Entrainement

Comment auto-réguler son entrainement pour améliorer ses progrès ?

Par Vincent LEGENT, coach et fondateur de sciencesportnutrition.com

 

Auto-régulation, périodisation, deload, récupération, fatigue.. On entend souvent parler de ces concepts sophistiqués, sans pour autant savoir ce qu’ils impliquent réellement. Pour essayer de dissiper la confusion, je vais partager avec vous 2 méthodes concrètes d’auto-régulation pour améliorer vos progrès.
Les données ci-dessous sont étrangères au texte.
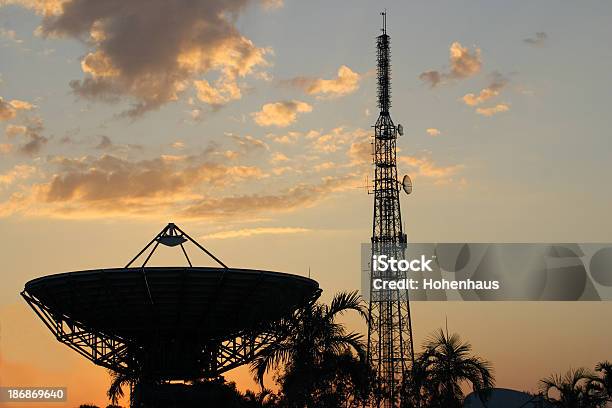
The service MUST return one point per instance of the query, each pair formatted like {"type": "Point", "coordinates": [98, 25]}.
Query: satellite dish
{"type": "Point", "coordinates": [407, 184]}
{"type": "Point", "coordinates": [400, 130]}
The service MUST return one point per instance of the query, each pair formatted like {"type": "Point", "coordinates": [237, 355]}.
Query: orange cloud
{"type": "Point", "coordinates": [492, 90]}
{"type": "Point", "coordinates": [249, 232]}
{"type": "Point", "coordinates": [463, 64]}
{"type": "Point", "coordinates": [433, 132]}
{"type": "Point", "coordinates": [31, 134]}
{"type": "Point", "coordinates": [493, 110]}
{"type": "Point", "coordinates": [184, 42]}
{"type": "Point", "coordinates": [300, 196]}
{"type": "Point", "coordinates": [18, 172]}
{"type": "Point", "coordinates": [225, 91]}
{"type": "Point", "coordinates": [8, 109]}
{"type": "Point", "coordinates": [280, 114]}
{"type": "Point", "coordinates": [346, 82]}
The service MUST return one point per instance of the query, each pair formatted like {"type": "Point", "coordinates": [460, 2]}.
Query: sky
{"type": "Point", "coordinates": [248, 123]}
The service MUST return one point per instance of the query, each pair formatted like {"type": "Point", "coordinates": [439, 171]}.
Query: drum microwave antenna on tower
{"type": "Point", "coordinates": [390, 348]}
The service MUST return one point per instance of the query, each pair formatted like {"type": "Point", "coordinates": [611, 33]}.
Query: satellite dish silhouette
{"type": "Point", "coordinates": [407, 184]}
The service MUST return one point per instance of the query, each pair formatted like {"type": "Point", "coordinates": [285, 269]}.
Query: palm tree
{"type": "Point", "coordinates": [320, 360]}
{"type": "Point", "coordinates": [438, 374]}
{"type": "Point", "coordinates": [118, 381]}
{"type": "Point", "coordinates": [575, 389]}
{"type": "Point", "coordinates": [605, 367]}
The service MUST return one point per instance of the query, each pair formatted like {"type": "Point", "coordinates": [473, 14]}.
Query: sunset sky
{"type": "Point", "coordinates": [248, 124]}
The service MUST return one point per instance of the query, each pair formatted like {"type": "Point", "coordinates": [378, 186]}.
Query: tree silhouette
{"type": "Point", "coordinates": [439, 372]}
{"type": "Point", "coordinates": [322, 364]}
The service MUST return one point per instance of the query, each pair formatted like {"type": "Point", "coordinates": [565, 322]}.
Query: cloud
{"type": "Point", "coordinates": [432, 77]}
{"type": "Point", "coordinates": [493, 110]}
{"type": "Point", "coordinates": [31, 135]}
{"type": "Point", "coordinates": [10, 35]}
{"type": "Point", "coordinates": [8, 109]}
{"type": "Point", "coordinates": [226, 90]}
{"type": "Point", "coordinates": [273, 4]}
{"type": "Point", "coordinates": [112, 182]}
{"type": "Point", "coordinates": [248, 143]}
{"type": "Point", "coordinates": [151, 51]}
{"type": "Point", "coordinates": [249, 232]}
{"type": "Point", "coordinates": [538, 40]}
{"type": "Point", "coordinates": [280, 114]}
{"type": "Point", "coordinates": [287, 138]}
{"type": "Point", "coordinates": [105, 143]}
{"type": "Point", "coordinates": [278, 157]}
{"type": "Point", "coordinates": [498, 82]}
{"type": "Point", "coordinates": [300, 196]}
{"type": "Point", "coordinates": [336, 139]}
{"type": "Point", "coordinates": [15, 130]}
{"type": "Point", "coordinates": [346, 82]}
{"type": "Point", "coordinates": [463, 64]}
{"type": "Point", "coordinates": [18, 172]}
{"type": "Point", "coordinates": [360, 152]}
{"type": "Point", "coordinates": [433, 132]}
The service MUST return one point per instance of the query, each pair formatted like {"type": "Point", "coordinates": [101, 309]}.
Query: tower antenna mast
{"type": "Point", "coordinates": [390, 348]}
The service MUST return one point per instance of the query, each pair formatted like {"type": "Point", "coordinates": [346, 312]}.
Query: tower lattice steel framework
{"type": "Point", "coordinates": [390, 348]}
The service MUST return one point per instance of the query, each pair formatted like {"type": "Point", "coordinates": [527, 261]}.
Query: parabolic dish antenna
{"type": "Point", "coordinates": [400, 130]}
{"type": "Point", "coordinates": [407, 184]}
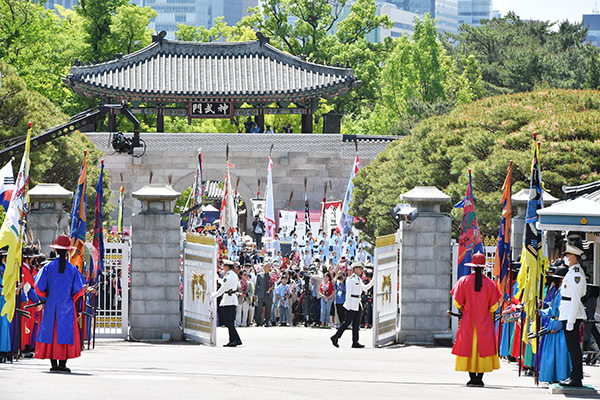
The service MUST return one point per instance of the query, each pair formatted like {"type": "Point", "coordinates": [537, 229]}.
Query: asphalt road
{"type": "Point", "coordinates": [273, 363]}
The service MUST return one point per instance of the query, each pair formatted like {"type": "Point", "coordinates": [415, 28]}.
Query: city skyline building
{"type": "Point", "coordinates": [189, 12]}
{"type": "Point", "coordinates": [473, 11]}
{"type": "Point", "coordinates": [592, 21]}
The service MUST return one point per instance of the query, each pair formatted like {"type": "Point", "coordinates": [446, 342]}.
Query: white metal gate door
{"type": "Point", "coordinates": [112, 318]}
{"type": "Point", "coordinates": [199, 273]}
{"type": "Point", "coordinates": [385, 299]}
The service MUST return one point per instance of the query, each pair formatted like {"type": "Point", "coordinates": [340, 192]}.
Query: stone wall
{"type": "Point", "coordinates": [322, 158]}
{"type": "Point", "coordinates": [155, 277]}
{"type": "Point", "coordinates": [425, 277]}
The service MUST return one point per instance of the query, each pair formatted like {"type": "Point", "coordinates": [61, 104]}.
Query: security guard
{"type": "Point", "coordinates": [354, 288]}
{"type": "Point", "coordinates": [229, 290]}
{"type": "Point", "coordinates": [571, 312]}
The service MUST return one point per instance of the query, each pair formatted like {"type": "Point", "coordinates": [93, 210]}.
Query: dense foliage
{"type": "Point", "coordinates": [56, 162]}
{"type": "Point", "coordinates": [484, 136]}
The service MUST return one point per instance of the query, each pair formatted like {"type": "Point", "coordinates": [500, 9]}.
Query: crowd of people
{"type": "Point", "coordinates": [306, 285]}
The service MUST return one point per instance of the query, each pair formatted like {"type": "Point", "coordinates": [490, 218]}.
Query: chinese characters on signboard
{"type": "Point", "coordinates": [210, 109]}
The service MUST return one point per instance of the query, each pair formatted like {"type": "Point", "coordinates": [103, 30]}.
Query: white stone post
{"type": "Point", "coordinates": [155, 257]}
{"type": "Point", "coordinates": [425, 268]}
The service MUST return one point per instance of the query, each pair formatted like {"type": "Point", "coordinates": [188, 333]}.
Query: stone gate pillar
{"type": "Point", "coordinates": [155, 265]}
{"type": "Point", "coordinates": [47, 219]}
{"type": "Point", "coordinates": [424, 267]}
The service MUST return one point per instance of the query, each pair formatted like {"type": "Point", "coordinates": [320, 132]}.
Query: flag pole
{"type": "Point", "coordinates": [20, 245]}
{"type": "Point", "coordinates": [540, 294]}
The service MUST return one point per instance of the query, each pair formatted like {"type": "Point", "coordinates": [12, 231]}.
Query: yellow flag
{"type": "Point", "coordinates": [11, 234]}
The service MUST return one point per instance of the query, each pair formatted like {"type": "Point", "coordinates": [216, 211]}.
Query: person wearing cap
{"type": "Point", "coordinates": [63, 284]}
{"type": "Point", "coordinates": [572, 312]}
{"type": "Point", "coordinates": [30, 326]}
{"type": "Point", "coordinates": [228, 290]}
{"type": "Point", "coordinates": [354, 288]}
{"type": "Point", "coordinates": [264, 296]}
{"type": "Point", "coordinates": [555, 364]}
{"type": "Point", "coordinates": [476, 297]}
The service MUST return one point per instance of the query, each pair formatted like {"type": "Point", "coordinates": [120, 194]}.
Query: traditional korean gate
{"type": "Point", "coordinates": [385, 299]}
{"type": "Point", "coordinates": [199, 273]}
{"type": "Point", "coordinates": [113, 292]}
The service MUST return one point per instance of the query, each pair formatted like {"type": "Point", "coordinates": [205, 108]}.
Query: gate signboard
{"type": "Point", "coordinates": [113, 292]}
{"type": "Point", "coordinates": [199, 273]}
{"type": "Point", "coordinates": [385, 299]}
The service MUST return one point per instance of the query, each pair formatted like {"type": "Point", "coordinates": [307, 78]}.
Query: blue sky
{"type": "Point", "coordinates": [553, 10]}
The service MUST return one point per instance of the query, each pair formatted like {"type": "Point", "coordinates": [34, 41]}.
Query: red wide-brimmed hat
{"type": "Point", "coordinates": [62, 242]}
{"type": "Point", "coordinates": [478, 260]}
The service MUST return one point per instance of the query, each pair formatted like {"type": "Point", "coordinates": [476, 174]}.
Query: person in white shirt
{"type": "Point", "coordinates": [354, 288]}
{"type": "Point", "coordinates": [276, 245]}
{"type": "Point", "coordinates": [307, 257]}
{"type": "Point", "coordinates": [572, 312]}
{"type": "Point", "coordinates": [228, 290]}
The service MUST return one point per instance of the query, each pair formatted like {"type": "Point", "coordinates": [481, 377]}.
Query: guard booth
{"type": "Point", "coordinates": [385, 292]}
{"type": "Point", "coordinates": [199, 315]}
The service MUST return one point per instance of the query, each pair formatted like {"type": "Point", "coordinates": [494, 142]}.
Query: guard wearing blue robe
{"type": "Point", "coordinates": [58, 337]}
{"type": "Point", "coordinates": [555, 364]}
{"type": "Point", "coordinates": [4, 324]}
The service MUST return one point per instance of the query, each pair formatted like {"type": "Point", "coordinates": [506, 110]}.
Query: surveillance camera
{"type": "Point", "coordinates": [404, 212]}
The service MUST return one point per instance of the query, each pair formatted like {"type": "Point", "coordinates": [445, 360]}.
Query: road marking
{"type": "Point", "coordinates": [145, 377]}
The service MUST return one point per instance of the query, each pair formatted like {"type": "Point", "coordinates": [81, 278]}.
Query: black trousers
{"type": "Point", "coordinates": [228, 315]}
{"type": "Point", "coordinates": [572, 338]}
{"type": "Point", "coordinates": [352, 317]}
{"type": "Point", "coordinates": [339, 307]}
{"type": "Point", "coordinates": [267, 303]}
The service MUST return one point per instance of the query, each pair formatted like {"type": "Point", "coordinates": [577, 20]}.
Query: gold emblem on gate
{"type": "Point", "coordinates": [387, 283]}
{"type": "Point", "coordinates": [197, 283]}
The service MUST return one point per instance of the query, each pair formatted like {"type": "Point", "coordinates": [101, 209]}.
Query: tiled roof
{"type": "Point", "coordinates": [182, 71]}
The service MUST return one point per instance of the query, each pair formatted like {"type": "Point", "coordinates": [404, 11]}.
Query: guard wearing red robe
{"type": "Point", "coordinates": [476, 349]}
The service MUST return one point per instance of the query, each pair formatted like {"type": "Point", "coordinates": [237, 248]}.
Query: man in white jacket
{"type": "Point", "coordinates": [354, 288]}
{"type": "Point", "coordinates": [572, 312]}
{"type": "Point", "coordinates": [229, 290]}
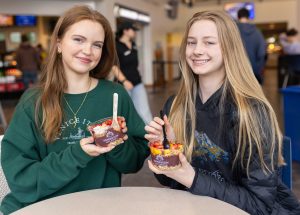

Avant de discuter des méthodes en elles-mêmes, nous devons définir l’auto-régulation.

 


Qu’est ce que l’auto-régulation ?


 

L’auto-régulation est une forme de programmation qui régule automatiquement certains procédés, comme la fatigue. Vous pensez penser l’auto-régulation comme un système ou une série de règles, au lieu de suivre une instruction fixe.

Par exemple, un programme qui ne serait pas auto-régulé pourrait contenir :
« Squat : faites 5 séries de 8 répétitions à 75% de votre maximum avec 2 minutes de temps de pause ».
A contrario, un programme auto-régulé pourrait contenir la formulation suivante :
« Squat : faites des séries de 8 répétitions avec 75% de votre maximum avec 2 minutes de pause, jusqu’à ce que la vitesse des répétitions diminue au point que sentiez l’échec arriver »
Dans le deuxième cas, le nombre de séries et donc le volume d’entrainement et auto-régulé par la fatigue de la personne.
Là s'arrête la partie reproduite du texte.